CORONAVIRUS Jusqu’ici, les vaccins de Pfizer-BioNTech et Moderna sont réservés aux hôpitaux et centres de vaccination

20 Minutes avec AFP

— 

Une pharmacie à Paris (image d'illustration).
Une pharmacie à Paris (image d'illustration). — ISA HARSIN/SIPA

Deux syndicats de médecins généralistes (MG France) et de pharmaciens d’officine (FSPF) ont demandé au gouvernement, ce mercredi, de leur ouvrir l’accès aux vaccins de Pfizer-BioNTech et Moderna, réservés jusqu’ici aux hôpitaux et centres de vaccination.

Suspendus depuis plus d’un mois aux livraisons insuffisantes d’AstraZeneca, les soignants libéraux pressent pour pouvoir utiliser les autres vaccins anti-Covid.

Une conservation plus facile

Car chez les généralistes, « les listes d’attente de patients éligibles (…) totalisent plus de 8 millions de candidats », affirme dans un communiqué MG France, qui « réclame la mise à disposition de tous les vaccins », y compris ceux à ARN, dont « les conditions de stockage ont évolué, les rendant beaucoup plus accessibles en ville ».

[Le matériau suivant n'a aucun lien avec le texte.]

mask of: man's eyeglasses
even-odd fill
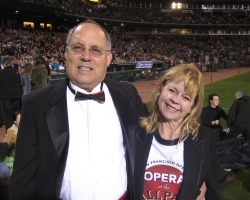
[[[110,52],[110,50],[104,50],[101,47],[96,47],[96,46],[89,47],[87,49],[85,46],[80,45],[80,44],[69,45],[68,48],[70,51],[77,53],[77,54],[82,54],[82,53],[85,53],[86,50],[89,50],[90,54],[96,57],[102,56],[106,52]]]

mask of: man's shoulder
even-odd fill
[[[49,99],[51,96],[56,98],[59,98],[60,96],[66,96],[66,88],[66,80],[62,80],[45,88],[31,91],[26,96],[31,100],[47,101],[47,99]]]
[[[119,89],[123,91],[131,91],[135,89],[135,87],[131,83],[127,82],[120,82],[112,79],[105,79],[104,82],[109,88],[113,89]]]

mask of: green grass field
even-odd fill
[[[227,113],[238,90],[250,95],[250,72],[205,85],[204,106],[208,105],[208,95],[217,93],[220,97],[220,107]],[[150,109],[151,103],[148,102],[147,106]],[[226,128],[225,121],[222,121],[222,126]],[[235,172],[234,180],[219,190],[222,200],[250,200],[250,168]]]
[[[204,105],[208,105],[209,94],[217,93],[220,107],[228,112],[238,90],[250,95],[250,72],[206,85]],[[222,126],[226,127],[225,121],[222,121]],[[235,172],[235,179],[219,189],[222,200],[250,200],[250,168]]]

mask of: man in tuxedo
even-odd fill
[[[67,79],[27,94],[22,106],[11,199],[134,199],[138,119],[135,87],[105,79],[106,30],[87,20],[68,33]]]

L’Agence européenne des médicaments (EMA) a autorisé la semaine dernière le stockage du sérum de Pfizer à des températures de congélateur standard (entre -15°C et -25°C, contre -60°C à -90°C précédemment), comme c’était déjà le cas pour celui de Moderna. « Nous avons la compétence et les équipements nécessaires », assure Philippe Besset, président de la FSPF, dans un communiqué commun avec l’Association des maires ruraux de France (AMRF).

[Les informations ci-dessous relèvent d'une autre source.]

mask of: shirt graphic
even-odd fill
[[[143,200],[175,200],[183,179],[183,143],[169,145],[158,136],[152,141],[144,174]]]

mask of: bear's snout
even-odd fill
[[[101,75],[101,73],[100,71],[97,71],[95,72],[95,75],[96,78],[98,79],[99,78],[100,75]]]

Les pharmacies pourraient « vacciner un million de personnes par semaine »

Les officines, qui sont « souvent le seul point d’accès au système de santé » hors des grands centres urbains, pourraient « vacciner un million de personnes par semaine », affirment ces deux organisations. « Leur refuser d’administrer les vaccins à ARN messager (…) retarderait d’autant plus l’atteinte de l’immunité collective nécessaire pour retrouver une vie normale », ajoutent-elles.

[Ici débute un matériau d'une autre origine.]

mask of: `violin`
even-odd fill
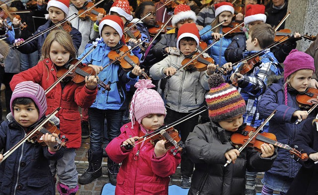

Mardi, lors d’un point presse hebdomadaire sur la campagne vaccinale, le ministère de la Santé a indiqué que « Pfizer a vocation à aller dans les centres de vaccination », mais que « la question se pose pour Moderna, qui pourrait tout à fait passer en ville ». En attendant, les libéraux continueront de recevoir le vaccin AstraZeneca (3 millions de doses attendues en avril), auquel s’ajoutera celui de Janssen (groupe Johnson & Johnson), qui ne nécessite qu’une seule injection et devrait « arriver dans la deuxième quinzaine d’avril », avec 600.000 doses prévues avant mai et huit millions d'ici la fin du mois de juin.